In today's first reading from the Book of Jonah and in the gospel we have two prayers, yet they are very different. Jonah's is a prayer of disappointment and remorse. As we have been reading over the past few days, Jonah was sent by God to Nineveh, a pagan people, calling them to repentance. Jonah however believes that since they do not form part of the People of Israel, they are bad people that they will never repent. He is surprised to see that as soon as he starts - very reluctantly - to preach repentance, they immediately repent. But instead of being happy for them that they have repented, his heart grows bitter. He is envious for the mercy that God has shown towards these people who in his eyes were bad people. He realises that his desires were not in order. The plant that grew on its own but which then withered symbolises his own heart.

With Jonah we learn an important lesson about prayer: many a time we pray to be in control of everything: in control of our own suffering, we pray to feel that we are in control of our own emotions, even to be in control of our relationship with God. With Jonah we realise that the only one who is in control is God himself. All our fears and all our suffering are already in the hands of God.

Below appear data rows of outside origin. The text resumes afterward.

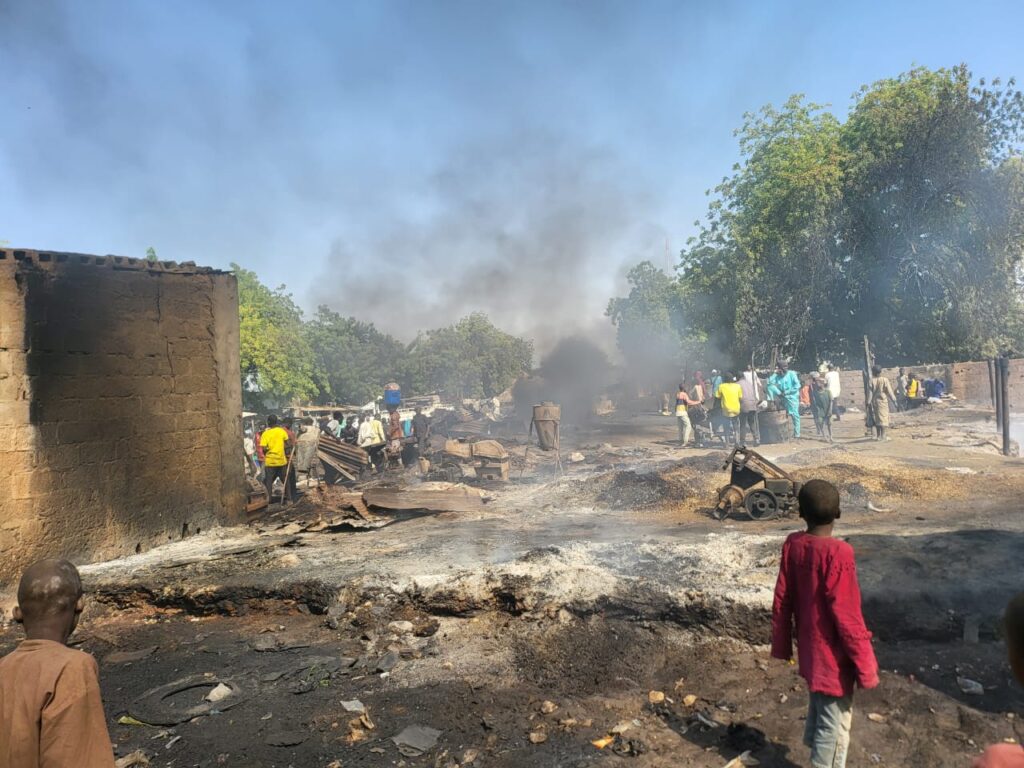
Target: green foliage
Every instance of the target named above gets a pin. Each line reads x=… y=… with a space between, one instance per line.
x=332 y=358
x=904 y=223
x=471 y=358
x=355 y=358
x=276 y=360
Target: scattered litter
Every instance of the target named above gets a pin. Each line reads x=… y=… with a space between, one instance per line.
x=137 y=758
x=971 y=687
x=744 y=759
x=129 y=720
x=286 y=738
x=219 y=693
x=127 y=656
x=416 y=739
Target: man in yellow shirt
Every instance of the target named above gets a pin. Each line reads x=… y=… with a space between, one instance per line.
x=275 y=446
x=730 y=394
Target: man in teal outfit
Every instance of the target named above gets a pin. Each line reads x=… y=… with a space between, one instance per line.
x=785 y=384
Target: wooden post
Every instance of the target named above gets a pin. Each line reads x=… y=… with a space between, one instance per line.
x=1005 y=386
x=991 y=382
x=997 y=392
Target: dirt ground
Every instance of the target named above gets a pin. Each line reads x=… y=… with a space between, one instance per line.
x=560 y=614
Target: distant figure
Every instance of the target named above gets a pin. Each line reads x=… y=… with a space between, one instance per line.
x=902 y=381
x=730 y=396
x=683 y=403
x=880 y=392
x=421 y=431
x=394 y=433
x=716 y=382
x=821 y=406
x=305 y=449
x=749 y=407
x=699 y=391
x=351 y=431
x=817 y=589
x=784 y=386
x=275 y=448
x=835 y=388
x=1009 y=756
x=51 y=714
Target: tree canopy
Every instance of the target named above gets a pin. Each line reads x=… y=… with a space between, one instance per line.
x=902 y=222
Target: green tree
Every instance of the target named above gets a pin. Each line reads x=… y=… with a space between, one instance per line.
x=905 y=222
x=278 y=364
x=355 y=358
x=471 y=358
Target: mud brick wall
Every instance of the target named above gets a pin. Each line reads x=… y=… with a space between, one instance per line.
x=968 y=381
x=121 y=402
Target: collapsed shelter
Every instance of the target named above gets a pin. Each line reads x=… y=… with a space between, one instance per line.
x=121 y=403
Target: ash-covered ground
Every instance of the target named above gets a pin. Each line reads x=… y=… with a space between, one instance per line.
x=559 y=615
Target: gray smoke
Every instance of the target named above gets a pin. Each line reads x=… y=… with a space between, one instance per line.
x=531 y=230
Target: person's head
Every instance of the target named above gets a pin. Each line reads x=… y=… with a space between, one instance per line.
x=818 y=503
x=1013 y=623
x=49 y=600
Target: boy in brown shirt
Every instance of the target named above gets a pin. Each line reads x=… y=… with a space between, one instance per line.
x=51 y=715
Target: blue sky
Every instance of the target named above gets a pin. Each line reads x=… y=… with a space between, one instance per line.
x=513 y=157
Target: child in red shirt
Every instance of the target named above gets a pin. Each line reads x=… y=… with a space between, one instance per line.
x=817 y=588
x=1009 y=756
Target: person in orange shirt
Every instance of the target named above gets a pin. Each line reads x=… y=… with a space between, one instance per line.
x=1009 y=756
x=51 y=714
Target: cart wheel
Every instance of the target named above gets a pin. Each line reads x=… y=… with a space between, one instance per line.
x=729 y=497
x=761 y=504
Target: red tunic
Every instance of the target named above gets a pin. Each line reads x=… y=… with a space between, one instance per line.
x=817 y=586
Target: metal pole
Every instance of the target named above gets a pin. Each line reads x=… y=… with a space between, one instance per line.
x=1005 y=385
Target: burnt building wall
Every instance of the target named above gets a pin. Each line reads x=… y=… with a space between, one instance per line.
x=121 y=401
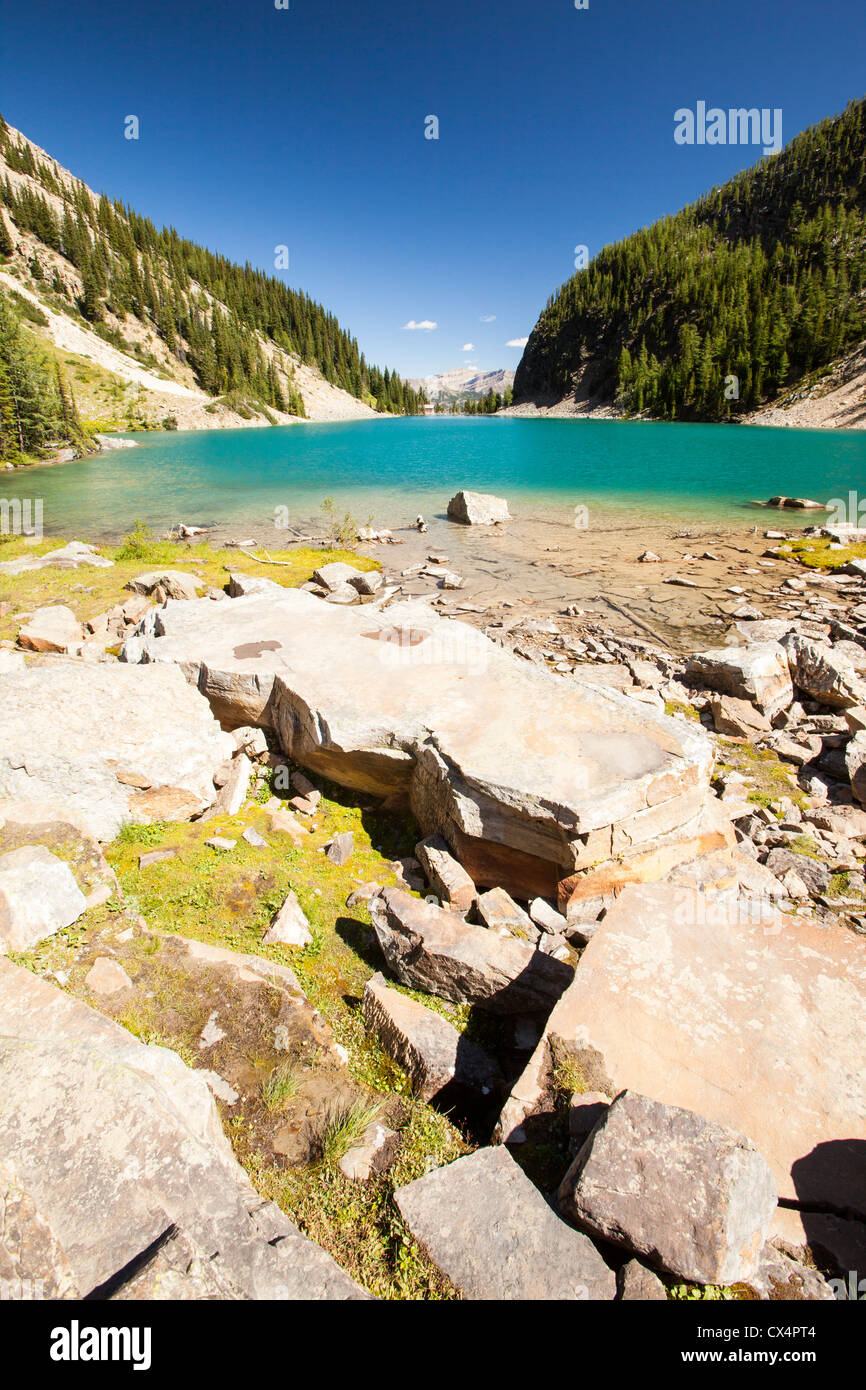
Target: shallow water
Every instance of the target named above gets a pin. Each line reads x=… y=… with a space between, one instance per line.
x=385 y=471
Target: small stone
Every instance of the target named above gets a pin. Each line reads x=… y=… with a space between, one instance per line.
x=448 y=879
x=211 y=1033
x=289 y=927
x=107 y=976
x=371 y=1155
x=546 y=918
x=341 y=848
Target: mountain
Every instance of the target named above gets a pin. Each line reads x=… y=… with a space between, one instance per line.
x=134 y=327
x=463 y=384
x=711 y=313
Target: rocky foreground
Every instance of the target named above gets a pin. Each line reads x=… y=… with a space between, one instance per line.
x=623 y=955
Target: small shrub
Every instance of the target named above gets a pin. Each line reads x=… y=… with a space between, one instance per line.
x=281 y=1084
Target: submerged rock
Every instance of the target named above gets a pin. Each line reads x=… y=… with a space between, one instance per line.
x=478 y=509
x=53 y=628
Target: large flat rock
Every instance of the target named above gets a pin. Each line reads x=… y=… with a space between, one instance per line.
x=485 y=1226
x=512 y=765
x=109 y=1147
x=712 y=1001
x=109 y=742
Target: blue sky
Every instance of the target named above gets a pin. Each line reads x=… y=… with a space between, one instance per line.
x=305 y=127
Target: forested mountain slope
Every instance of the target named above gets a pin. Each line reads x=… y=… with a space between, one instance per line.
x=173 y=331
x=713 y=312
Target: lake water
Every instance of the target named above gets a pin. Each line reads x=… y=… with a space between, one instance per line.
x=389 y=470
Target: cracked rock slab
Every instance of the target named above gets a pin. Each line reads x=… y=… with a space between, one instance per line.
x=111 y=744
x=515 y=767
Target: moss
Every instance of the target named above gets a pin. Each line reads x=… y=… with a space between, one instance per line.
x=359 y=1223
x=674 y=706
x=816 y=553
x=92 y=591
x=805 y=845
x=769 y=780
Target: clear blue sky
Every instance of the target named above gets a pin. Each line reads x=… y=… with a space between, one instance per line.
x=305 y=127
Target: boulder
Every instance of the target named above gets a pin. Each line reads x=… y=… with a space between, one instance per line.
x=491 y=1232
x=439 y=1062
x=823 y=673
x=38 y=897
x=795 y=505
x=367 y=583
x=446 y=877
x=174 y=584
x=335 y=574
x=690 y=1196
x=110 y=744
x=114 y=1146
x=737 y=717
x=638 y=1285
x=729 y=1008
x=53 y=628
x=439 y=715
x=855 y=765
x=433 y=950
x=758 y=673
x=502 y=915
x=289 y=927
x=478 y=509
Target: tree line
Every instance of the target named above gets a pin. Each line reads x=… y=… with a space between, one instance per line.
x=715 y=310
x=207 y=310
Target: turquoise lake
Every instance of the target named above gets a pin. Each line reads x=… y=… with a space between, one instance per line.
x=388 y=470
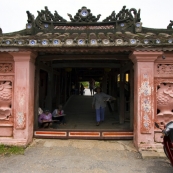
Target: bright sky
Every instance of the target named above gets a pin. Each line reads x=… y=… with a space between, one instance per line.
x=154 y=13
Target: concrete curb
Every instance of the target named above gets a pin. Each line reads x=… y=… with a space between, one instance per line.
x=152 y=154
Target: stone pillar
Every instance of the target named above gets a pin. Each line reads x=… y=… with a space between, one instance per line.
x=122 y=98
x=144 y=98
x=163 y=88
x=131 y=98
x=23 y=97
x=6 y=97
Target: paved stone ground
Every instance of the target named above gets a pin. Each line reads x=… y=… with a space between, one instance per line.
x=82 y=156
x=80 y=115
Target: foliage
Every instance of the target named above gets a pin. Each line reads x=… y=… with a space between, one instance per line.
x=8 y=150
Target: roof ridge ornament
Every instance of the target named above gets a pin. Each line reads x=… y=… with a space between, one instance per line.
x=43 y=17
x=84 y=15
x=124 y=14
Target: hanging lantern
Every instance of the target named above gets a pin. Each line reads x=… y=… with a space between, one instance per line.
x=107 y=70
x=68 y=69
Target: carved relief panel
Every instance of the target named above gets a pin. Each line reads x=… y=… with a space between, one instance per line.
x=20 y=98
x=163 y=70
x=6 y=67
x=145 y=92
x=5 y=100
x=164 y=98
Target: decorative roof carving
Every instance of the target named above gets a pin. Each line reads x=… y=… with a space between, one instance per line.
x=43 y=17
x=84 y=15
x=124 y=14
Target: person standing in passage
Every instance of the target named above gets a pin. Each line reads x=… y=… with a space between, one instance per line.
x=99 y=102
x=81 y=89
x=45 y=118
x=58 y=114
x=91 y=86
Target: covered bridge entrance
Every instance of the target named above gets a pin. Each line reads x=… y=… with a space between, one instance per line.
x=39 y=64
x=56 y=73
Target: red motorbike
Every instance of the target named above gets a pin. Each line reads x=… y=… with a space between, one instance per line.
x=167 y=134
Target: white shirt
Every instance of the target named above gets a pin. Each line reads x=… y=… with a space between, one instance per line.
x=55 y=112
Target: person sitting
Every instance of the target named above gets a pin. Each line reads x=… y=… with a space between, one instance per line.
x=45 y=119
x=58 y=114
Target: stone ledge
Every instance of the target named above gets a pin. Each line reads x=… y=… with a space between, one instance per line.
x=152 y=154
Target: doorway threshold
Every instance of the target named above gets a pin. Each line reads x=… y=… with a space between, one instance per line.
x=83 y=134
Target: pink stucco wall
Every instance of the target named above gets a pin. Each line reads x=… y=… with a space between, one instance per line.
x=23 y=99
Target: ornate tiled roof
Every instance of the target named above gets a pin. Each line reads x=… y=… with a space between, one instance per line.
x=84 y=30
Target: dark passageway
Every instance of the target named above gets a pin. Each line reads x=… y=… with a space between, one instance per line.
x=80 y=115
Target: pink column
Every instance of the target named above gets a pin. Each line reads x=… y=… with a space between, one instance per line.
x=144 y=106
x=23 y=97
x=6 y=96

We are privileged to have recorded the very same words that Jesus used to pray to his Father. From it we learn how our relationship with God must be as that of a child with his or her Father. To pray is to abandon oneself into the Father's arms. The words "Your will be done" must not only be a formula that we recite but something that we believe in and which we show with our way of living.

Today, as we celebrate the feast of St John XXIII, we recall his own spiritual journey which we learn about through his own spiritual journal, "Journal of a Soul." There we read how he too grew in this trust in the loving Father abandoning himself in his the Father's will and which allowed him to bear fruit throughout his life at a time when the Church and the entire world was passing through moments of turmoil.